Using ArrowDataset with tf.data.Dataset.interleave causes crashes
sebp opened this issue · 0 comments
sebp commented
Description
I want to use ArrowDataset
to directly load record patches from a string Tensor via tf.data.Dataset.interleave
, however the program completely crashes instead.
Actual result
2023-04-28 11:05:47.396681: I tensorflow/core/platform/cpu_feature_guard.cc:182] This TensorFlow binary is optimized to use available CPU instructions in performance-critical operations.
To enable the following instructions: AVX2 FMA, in other operations, rebuild TensorFlow with the appropriate compiler flags.
2023-04-28 11:05:47.960406: W tensorflow/compiler/tf2tensorrt/utils/py_utils.cc:38] TF-TRT Warning: Could not find TensorRT
2023-04-28 11:05:48.626703: I tensorflow_io/core/kernels/cpu_check.cc:128] Your CPU supports instructions that this TensorFlow IO binary was not compiled to use: AVX2 FMA
2023-04-28 11:05:48.734126: I tensorflow/core/common_runtime/executor.cc:1197] [/device:CPU:0] (DEBUG INFO) Executor start aborting (this does not indicate an error and you can ignore this message): INVALID_ARGUMENT: You must feed a value for placeholder tensor 'Placeholder/_0' with dtype string and shape [3]
[[{{node Placeholder/_0}}]]
2023-04-28 11:05:48.734300: I tensorflow/core/common_runtime/executor.cc:1197] [/device:CPU:0] (DEBUG INFO) Executor start aborting (this does not indicate an error and you can ignore this message): INVALID_ARGUMENT: You must feed a value for placeholder tensor 'Placeholder/_0' with dtype string and shape [3]
[[{{node Placeholder/_0}}]]
2023-04-28 11:05:48.745237: E tensorflow/core/framework/dataset.cc:617] UNIMPLEMENTED: Cannot compute input sources for dataset of type IO>ArrowSerializedDataset, because the dataset does not implement `InputDatasets`.
2023-04-28 11:05:48.745307: E tensorflow/core/framework/dataset.cc:621] UNIMPLEMENTED: Cannot merge options for dataset of type IO>ArrowSerializedDataset, because the dataset does not implement `InputDatasets`.

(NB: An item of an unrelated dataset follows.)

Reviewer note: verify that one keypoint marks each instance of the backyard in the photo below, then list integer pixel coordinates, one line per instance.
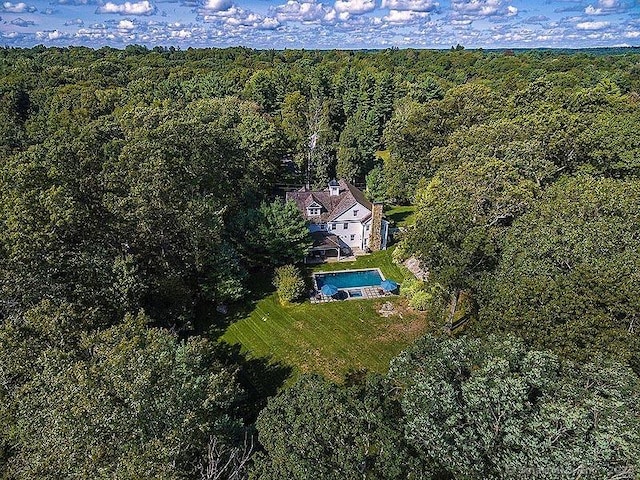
(334, 338)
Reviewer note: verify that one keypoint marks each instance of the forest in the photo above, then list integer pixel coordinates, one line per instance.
(141, 192)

external/arrow/cpp/src/arrow/array/data.cc:95: Check failed: (off) <= (length) Slice offset greater than array length
fish: Job 1, ''python arr.py' terminated by signal SIGABRT (Abort)
Expected result
Same output as if passing list of record batches directly to ArrowDataset.from_record_batches
.
Code to reproduce
import numpy as np
import pyarrow as pa
import tensorflow as tf
from tensorflow_io.arrow import ArrowDataset
# create arrow data
data = [
pa.array([np.random.randn(128).astype(np.float32) for _ in range(3)]),
pa.array(['foo', 'bar', 'baz']),
pa.array([True, False, True])
]
# create arrow batch
batch = pa.record_batch(data, names=['f0', 'f1', 'f2'])
# write data to 3 files
data_files = ['dataset0.arrow', 'dataset1.arrow', 'dataset2.arrow']
for data_file in data_files:
with open(data_file, 'wb') as sink:
with pa.ipc.new_file(sink, batch.schema) as writer:
for i in range(10):
writer.write_batch(batch)
# tensorflow types and shape of data stored in record batch
output_types = (tf.float32, tf.string, tf.bool,)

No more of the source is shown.